1. Night of the Hunter
2. This Must Be Paradise
3. Worship or Die
4. Concrete Heart
5. Marathon
6. Desperado
7. Ride the Clouds
8. Light at the End of the Tunnel
9. St. Petersburg
10. Triumph & Superiority
11. Let the Fire Burn
12. Forgive Me Father

Rok wydania: 2019
Wydawca: Metalville
https://www.facebook.com/Astraldoorssweden/


Power metal przerobiłam na wiele sposobów, ale muzyki Astral Doors nie miałam okazji poznać. Teraz jest ku temu okazja, ponieważ niedawno nabyłam ich ostatni krążek zatytułowany „Worship or Die”. Sama okładka autorstwa Felipe Machado robi piorunujące wrażenie. Nie sposób oderwać od niej wzroku. A co z samą muzyką?

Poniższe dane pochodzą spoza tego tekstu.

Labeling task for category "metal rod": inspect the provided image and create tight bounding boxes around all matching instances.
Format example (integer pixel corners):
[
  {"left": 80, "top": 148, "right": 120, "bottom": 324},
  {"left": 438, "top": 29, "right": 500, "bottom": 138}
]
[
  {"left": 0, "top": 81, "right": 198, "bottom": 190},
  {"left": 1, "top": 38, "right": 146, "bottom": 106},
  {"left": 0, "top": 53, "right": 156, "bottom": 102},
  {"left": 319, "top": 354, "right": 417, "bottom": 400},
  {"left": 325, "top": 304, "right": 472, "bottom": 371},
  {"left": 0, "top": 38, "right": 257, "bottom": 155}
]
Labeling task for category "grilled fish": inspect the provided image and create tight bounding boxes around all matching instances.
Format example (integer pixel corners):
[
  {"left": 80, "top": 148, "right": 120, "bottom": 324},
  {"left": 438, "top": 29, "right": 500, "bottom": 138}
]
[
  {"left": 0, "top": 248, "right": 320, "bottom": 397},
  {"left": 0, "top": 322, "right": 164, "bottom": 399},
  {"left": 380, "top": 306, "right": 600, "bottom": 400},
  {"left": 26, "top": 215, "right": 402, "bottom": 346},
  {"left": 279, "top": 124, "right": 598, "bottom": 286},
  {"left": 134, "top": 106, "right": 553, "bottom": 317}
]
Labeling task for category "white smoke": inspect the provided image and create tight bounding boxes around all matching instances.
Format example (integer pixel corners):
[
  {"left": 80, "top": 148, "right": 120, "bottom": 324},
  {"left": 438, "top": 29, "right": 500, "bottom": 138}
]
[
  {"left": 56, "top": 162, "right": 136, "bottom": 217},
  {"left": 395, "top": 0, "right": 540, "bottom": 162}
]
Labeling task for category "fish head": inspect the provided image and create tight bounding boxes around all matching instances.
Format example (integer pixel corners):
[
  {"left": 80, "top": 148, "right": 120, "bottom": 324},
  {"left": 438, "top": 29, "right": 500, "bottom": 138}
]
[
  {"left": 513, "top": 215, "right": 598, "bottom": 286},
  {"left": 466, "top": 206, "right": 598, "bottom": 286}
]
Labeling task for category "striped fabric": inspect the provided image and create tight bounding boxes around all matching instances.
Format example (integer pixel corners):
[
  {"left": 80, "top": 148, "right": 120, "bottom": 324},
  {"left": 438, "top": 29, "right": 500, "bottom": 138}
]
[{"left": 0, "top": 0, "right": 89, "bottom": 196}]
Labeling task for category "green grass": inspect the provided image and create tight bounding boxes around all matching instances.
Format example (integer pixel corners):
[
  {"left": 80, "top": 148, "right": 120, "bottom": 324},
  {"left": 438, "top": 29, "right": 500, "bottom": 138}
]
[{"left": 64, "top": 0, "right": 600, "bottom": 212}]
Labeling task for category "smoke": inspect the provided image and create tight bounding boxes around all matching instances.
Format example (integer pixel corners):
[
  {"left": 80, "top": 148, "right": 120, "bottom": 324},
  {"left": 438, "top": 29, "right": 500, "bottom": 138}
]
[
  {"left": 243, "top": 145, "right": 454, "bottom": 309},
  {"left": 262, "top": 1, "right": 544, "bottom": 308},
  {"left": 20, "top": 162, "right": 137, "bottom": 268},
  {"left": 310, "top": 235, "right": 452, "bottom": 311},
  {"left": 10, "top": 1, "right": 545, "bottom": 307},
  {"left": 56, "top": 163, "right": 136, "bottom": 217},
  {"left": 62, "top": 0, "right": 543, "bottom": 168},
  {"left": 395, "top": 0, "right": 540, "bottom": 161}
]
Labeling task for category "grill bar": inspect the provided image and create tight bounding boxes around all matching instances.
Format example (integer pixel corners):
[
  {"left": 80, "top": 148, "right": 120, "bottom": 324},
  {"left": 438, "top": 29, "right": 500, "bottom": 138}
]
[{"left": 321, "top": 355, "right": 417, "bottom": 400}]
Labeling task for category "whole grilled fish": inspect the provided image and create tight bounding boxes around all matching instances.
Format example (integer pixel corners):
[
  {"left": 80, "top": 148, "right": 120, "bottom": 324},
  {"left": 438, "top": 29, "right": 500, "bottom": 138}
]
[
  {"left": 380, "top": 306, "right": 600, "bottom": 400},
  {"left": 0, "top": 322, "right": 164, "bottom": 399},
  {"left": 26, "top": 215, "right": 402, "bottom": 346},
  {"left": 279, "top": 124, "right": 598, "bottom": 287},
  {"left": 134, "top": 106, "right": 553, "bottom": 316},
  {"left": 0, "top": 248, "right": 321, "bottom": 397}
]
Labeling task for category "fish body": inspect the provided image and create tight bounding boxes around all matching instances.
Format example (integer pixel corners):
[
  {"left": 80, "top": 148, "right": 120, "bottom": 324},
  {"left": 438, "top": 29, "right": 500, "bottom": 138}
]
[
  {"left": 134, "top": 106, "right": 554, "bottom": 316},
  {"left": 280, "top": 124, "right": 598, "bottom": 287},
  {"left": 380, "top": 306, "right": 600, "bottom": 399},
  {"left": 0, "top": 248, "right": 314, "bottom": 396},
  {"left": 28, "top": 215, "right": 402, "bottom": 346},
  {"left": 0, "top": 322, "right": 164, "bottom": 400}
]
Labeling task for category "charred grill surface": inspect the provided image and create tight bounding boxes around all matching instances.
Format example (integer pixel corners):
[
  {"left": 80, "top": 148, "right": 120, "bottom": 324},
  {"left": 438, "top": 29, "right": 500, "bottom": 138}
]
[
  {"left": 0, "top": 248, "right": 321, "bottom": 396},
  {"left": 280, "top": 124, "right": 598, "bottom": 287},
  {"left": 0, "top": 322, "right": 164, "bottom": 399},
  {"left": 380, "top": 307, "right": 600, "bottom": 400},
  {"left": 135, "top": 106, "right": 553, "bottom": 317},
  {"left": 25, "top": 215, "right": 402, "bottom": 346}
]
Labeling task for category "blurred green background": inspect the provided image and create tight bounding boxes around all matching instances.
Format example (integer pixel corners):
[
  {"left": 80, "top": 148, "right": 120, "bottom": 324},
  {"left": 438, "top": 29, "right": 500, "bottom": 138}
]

„Worship or Die” to 12 piosenek, które zlewają się w jedną całość. Nie ma w tym ani krzty oryginalności. Melodie są podobne jedna do drugiej, przez co muzyka traci na sile. Zatwardziałych maniaków power metalu ona nie poruszy. Mnie przynajmniej nie przekonała. Nie znam twórczości tej grupy, więc nie odniosę się do żadnej wcześniejszej płyty, ale w tym przypadku zabrakło siły przebicia. Okładka to jedno, muzyka – drugie. Oczywiście nie zawsze to ze sobą współgra. Oczekiwałam czegoś iście siarczystego i niestety tego nie otrzymałam. Nowa płyta Astral Doors to zwykły bubel. W power metalu zawsze szukam czegoś, co mnie zaskoczy. Od kilku lat ten gatunek mnie już nie przekonywuje i nie śledzę nowości; stawiam na klasykę, choć i ona powoli zamiera. Wysyp młodych zespołów o tym zadecydował. Dlatego moje drogi z power metalem się nieco rozeszły. Nie oznacza to, że nie słucham tego gatunku. Fakt, są ciekawe krążki, ale to kropla w morzu.

Wracając do Astral Doors: Nils Patrik Johansson ma barwę głosu, której nie znoszę i to też ma wpływ na to, jak odbieram tą muzykę. Wszystko dobrze ze sobą się łączy, co daje efekt co najmniej idiotyczny i pełen niesmaku. Symfoniczne zadęcie, pojawiające się w utworach jest przereklamowane i mało interesujące, bez jakichkolwiek rewelacji. Gorszej muzyki chyba w ostatnim czasie nie słyszałam. Trochę szkoda kasy, ale cóż…

Podsumowując omawiany album uznaję go za zbyt marny i bez hitów. Wszystko się zlewa i nie wypada dobrze. Jeśli pozostać w temacie to lepsze byłoby Iron Savior, Masterplan, Jorn. Nie będę się dłużej pastwić nad „Worship or Die”, ponieważ nie ma to sensu. Muzyka nagrana ot, tak. Nie ma w niej nic interesującego, nawet gdyby podszedł mi wokal. Wybaczcie, ale mnie to nie rusza.